Activists in the dark: Social media algorithms and collective action in two social movement organizations
基于对突尼斯两个社会运动组织的民族志研究,本文揭示了社交媒体算法如何通过促进和扭曲集体可供性来影响活动家的组织过程,并指出算法带来的信息过载、不透明和虚假信息对公民参与的负面影响。
It is widely established that social media afford social movement (SM) organizations new ways of organizing. Critical studies point out, however, that social media use may also trigger negative repercussions due to the commercial interests that are designed into these technologies. Yet empirical evidence about these matters is scarce. In this article, we investigate how social media algorithms influence activists’ actualization of collective affordances. Empirically, we build on an ethnographic study of two SM organizations based in Tunisia. The contributions of this paper are twofold. Firstly, we provide a theoretical framework that specifies how algorithms condition the actualization of three collective affordances (interlinking, assembling, augmenting). Specifically, we show how these affordances are supported by algorithmic facilitation , that is, operations pertaining to the sorting of interactions and actors, the filtering of information, and the ranking and aggregation of content.
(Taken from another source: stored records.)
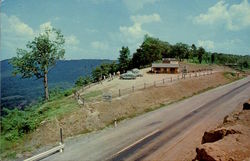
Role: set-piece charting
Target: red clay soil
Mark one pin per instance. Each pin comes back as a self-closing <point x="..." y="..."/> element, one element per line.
<point x="230" y="141"/>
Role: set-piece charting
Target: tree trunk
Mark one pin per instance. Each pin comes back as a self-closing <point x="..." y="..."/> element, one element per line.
<point x="46" y="88"/>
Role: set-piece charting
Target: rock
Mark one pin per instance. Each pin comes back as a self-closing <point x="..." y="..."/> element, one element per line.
<point x="246" y="106"/>
<point x="216" y="135"/>
<point x="27" y="154"/>
<point x="202" y="154"/>
<point x="19" y="155"/>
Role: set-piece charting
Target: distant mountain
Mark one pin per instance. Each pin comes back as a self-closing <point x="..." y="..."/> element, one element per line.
<point x="17" y="92"/>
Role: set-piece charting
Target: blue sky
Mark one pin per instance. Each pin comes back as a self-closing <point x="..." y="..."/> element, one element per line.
<point x="99" y="28"/>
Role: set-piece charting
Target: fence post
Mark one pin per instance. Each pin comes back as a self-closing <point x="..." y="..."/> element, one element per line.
<point x="61" y="142"/>
<point x="115" y="123"/>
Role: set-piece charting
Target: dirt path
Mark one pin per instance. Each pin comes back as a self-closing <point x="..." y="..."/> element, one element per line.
<point x="198" y="113"/>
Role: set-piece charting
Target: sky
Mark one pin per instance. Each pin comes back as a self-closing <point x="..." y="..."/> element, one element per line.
<point x="97" y="29"/>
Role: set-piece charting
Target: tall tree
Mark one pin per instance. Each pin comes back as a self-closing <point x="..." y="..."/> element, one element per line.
<point x="124" y="59"/>
<point x="180" y="51"/>
<point x="213" y="58"/>
<point x="200" y="52"/>
<point x="43" y="53"/>
<point x="193" y="52"/>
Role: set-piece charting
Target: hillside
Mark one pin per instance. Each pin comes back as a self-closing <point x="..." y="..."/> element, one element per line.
<point x="17" y="92"/>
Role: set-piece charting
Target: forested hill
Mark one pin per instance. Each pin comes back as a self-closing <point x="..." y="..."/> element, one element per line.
<point x="17" y="92"/>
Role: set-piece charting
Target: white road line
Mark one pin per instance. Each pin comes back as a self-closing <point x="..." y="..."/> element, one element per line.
<point x="150" y="134"/>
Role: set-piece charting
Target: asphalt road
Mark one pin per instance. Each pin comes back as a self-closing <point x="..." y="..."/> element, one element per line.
<point x="169" y="133"/>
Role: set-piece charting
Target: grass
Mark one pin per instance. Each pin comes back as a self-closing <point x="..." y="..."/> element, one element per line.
<point x="92" y="94"/>
<point x="34" y="115"/>
<point x="61" y="105"/>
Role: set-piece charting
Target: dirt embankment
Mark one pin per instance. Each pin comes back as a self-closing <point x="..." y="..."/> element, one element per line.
<point x="99" y="115"/>
<point x="230" y="141"/>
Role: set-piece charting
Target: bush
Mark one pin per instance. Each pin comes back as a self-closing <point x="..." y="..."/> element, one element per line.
<point x="17" y="122"/>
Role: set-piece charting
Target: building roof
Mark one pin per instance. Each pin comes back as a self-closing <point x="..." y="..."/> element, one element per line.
<point x="165" y="65"/>
<point x="170" y="59"/>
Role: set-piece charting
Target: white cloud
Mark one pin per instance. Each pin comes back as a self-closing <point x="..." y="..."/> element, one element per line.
<point x="136" y="31"/>
<point x="71" y="40"/>
<point x="46" y="25"/>
<point x="15" y="34"/>
<point x="134" y="5"/>
<point x="11" y="24"/>
<point x="234" y="17"/>
<point x="207" y="44"/>
<point x="99" y="45"/>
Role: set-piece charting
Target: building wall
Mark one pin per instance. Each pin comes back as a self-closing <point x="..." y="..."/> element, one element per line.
<point x="165" y="70"/>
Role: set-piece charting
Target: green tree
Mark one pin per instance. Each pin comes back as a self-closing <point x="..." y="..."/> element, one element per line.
<point x="124" y="59"/>
<point x="181" y="51"/>
<point x="193" y="52"/>
<point x="44" y="51"/>
<point x="213" y="58"/>
<point x="200" y="52"/>
<point x="81" y="81"/>
<point x="97" y="74"/>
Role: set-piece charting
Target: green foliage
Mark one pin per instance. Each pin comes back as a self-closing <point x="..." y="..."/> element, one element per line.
<point x="200" y="52"/>
<point x="82" y="81"/>
<point x="103" y="70"/>
<point x="124" y="59"/>
<point x="43" y="53"/>
<point x="17" y="122"/>
<point x="151" y="50"/>
<point x="181" y="51"/>
<point x="97" y="74"/>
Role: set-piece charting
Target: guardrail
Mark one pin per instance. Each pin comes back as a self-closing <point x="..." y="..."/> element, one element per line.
<point x="47" y="153"/>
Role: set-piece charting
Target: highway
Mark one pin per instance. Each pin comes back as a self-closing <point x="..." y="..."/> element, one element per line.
<point x="169" y="133"/>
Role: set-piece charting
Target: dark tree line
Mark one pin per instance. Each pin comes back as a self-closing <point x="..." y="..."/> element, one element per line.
<point x="153" y="50"/>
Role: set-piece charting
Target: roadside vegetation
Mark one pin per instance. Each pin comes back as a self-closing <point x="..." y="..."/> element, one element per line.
<point x="15" y="124"/>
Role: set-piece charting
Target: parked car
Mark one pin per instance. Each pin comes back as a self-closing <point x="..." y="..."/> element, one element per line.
<point x="137" y="72"/>
<point x="128" y="75"/>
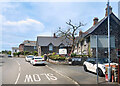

Secondly, we extend the understanding of how social media platforms’ profit-orientation undermines collective action. Namely, we identify how algorithms introduce constraints for organizing processes, manifested as algorithmic distortion , that is, information overload, opacity, and disinformation. We conclude by discussing the detrimental implications of social media algorithms for organizing and civic engagement, as activists are often unaware of the interests of social media-owning corporations.